Scientific classification
- Kingdom: Animalia
- Phylum: Arthropoda
- Subphylum: Chelicerata
- Class: Arachnida
- Order: Araneae
- Infraorder: Araneomorphae
- Family: Desidae
- Genus: Cambridgea
- Species: C. reinga
- Binomial name: Cambridgea reinga Forster & Wilton, 1973
- Synonyms: Nanocambridgea grandis Blest & Vink, 2000;

= Cambridgea reinga =

- Authority: Forster & Wilton, 1973
- Conservation status: NU
- Synonyms: Nanocambridgea grandis Blest & Vink, 2000

Species of spider

Cambridgea reinga is a species of Desidae that is endemic to New Zealand. It is known to have two forms of male, with the larger form having porrect chelicerae and the smaller form having non-porrect chelicerae.

==Taxonomy==
This species was described in 1973 by Ray Forster and Cecil Wilton from a female specimen.
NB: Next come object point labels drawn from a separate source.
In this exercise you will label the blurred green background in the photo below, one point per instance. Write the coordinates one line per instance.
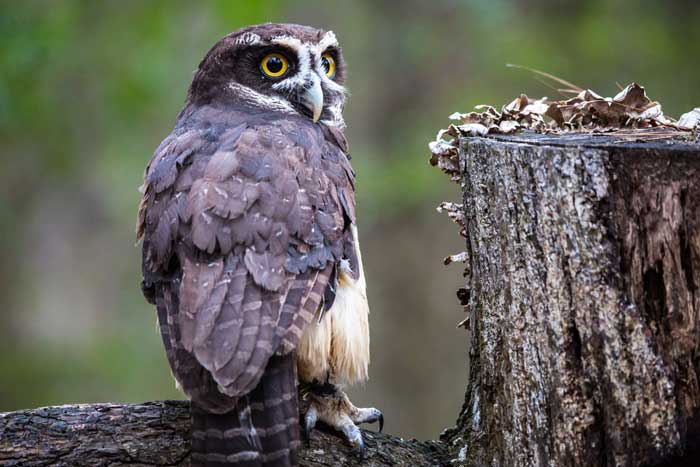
(89, 89)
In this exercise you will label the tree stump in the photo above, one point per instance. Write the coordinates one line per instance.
(584, 267)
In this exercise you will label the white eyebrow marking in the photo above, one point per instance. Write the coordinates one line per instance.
(249, 38)
(329, 40)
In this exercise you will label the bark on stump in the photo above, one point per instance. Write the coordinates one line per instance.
(583, 294)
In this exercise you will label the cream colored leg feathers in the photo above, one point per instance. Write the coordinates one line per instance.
(339, 344)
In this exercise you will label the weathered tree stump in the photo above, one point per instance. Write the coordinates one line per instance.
(158, 434)
(584, 261)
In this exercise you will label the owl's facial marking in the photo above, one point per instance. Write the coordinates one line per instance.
(279, 67)
(274, 65)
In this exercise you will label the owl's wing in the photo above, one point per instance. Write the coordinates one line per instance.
(247, 224)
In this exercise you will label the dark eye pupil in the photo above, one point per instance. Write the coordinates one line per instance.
(274, 64)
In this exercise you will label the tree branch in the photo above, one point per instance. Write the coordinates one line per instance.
(158, 434)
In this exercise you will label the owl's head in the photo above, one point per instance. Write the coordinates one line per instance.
(279, 67)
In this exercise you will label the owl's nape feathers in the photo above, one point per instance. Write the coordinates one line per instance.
(247, 220)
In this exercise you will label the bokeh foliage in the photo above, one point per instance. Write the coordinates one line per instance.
(88, 90)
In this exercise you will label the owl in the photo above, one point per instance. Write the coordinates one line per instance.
(250, 248)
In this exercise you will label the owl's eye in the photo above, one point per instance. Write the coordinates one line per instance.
(328, 65)
(274, 65)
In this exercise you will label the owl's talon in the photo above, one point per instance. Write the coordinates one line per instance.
(331, 406)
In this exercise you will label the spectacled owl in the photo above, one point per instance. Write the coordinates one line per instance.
(250, 247)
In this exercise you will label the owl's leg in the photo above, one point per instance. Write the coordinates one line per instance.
(330, 405)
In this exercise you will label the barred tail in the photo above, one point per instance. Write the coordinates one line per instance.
(263, 429)
(225, 440)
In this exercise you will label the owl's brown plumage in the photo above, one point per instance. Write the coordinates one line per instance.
(247, 213)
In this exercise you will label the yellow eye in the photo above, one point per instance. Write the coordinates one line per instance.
(274, 65)
(328, 65)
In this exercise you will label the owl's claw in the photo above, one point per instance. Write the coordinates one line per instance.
(331, 406)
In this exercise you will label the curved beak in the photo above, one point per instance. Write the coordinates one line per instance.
(313, 99)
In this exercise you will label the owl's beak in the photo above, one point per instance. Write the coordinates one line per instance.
(313, 99)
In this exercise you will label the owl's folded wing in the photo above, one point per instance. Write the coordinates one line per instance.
(246, 224)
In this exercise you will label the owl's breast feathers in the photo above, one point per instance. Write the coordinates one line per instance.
(244, 220)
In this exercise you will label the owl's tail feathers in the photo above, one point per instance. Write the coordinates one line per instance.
(275, 407)
(263, 429)
(225, 440)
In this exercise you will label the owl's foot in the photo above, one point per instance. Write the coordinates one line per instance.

It was most recently revised in 2011, in which the male was described. The holotype is stored in Auckland War Memorial Museum under registration number AMNZ5031.

Nanocambridgea grandis is considered to be a synonym of C. reinga.

==Description==
The female is recorded at 9.13mm in length whereas the male is 8.8mm on average. The carapace is coloured orange brown with blackish bands laterally and a median pale stripe. The legs are yellow brown with faint bands. The abdomen is pale yellow brown. It is best distinguished from other Cambridgea species by the structure of the male and female genitalia.

Two forms of male are known for this species. One is larger and has porrect chelicerae typical of male Cambridgea, while the other is smaller (6.0-6.8mm) and has non-porrect chelicerae. Genetic data and the form of the male palp show these two morphs are conspecific.

==Distribution==
This species is only known from Cape Reinga, New Zealand.

==Conservation status==
Under the New Zealand Threat Classification System, this species is listed as "Naturally Uncommon".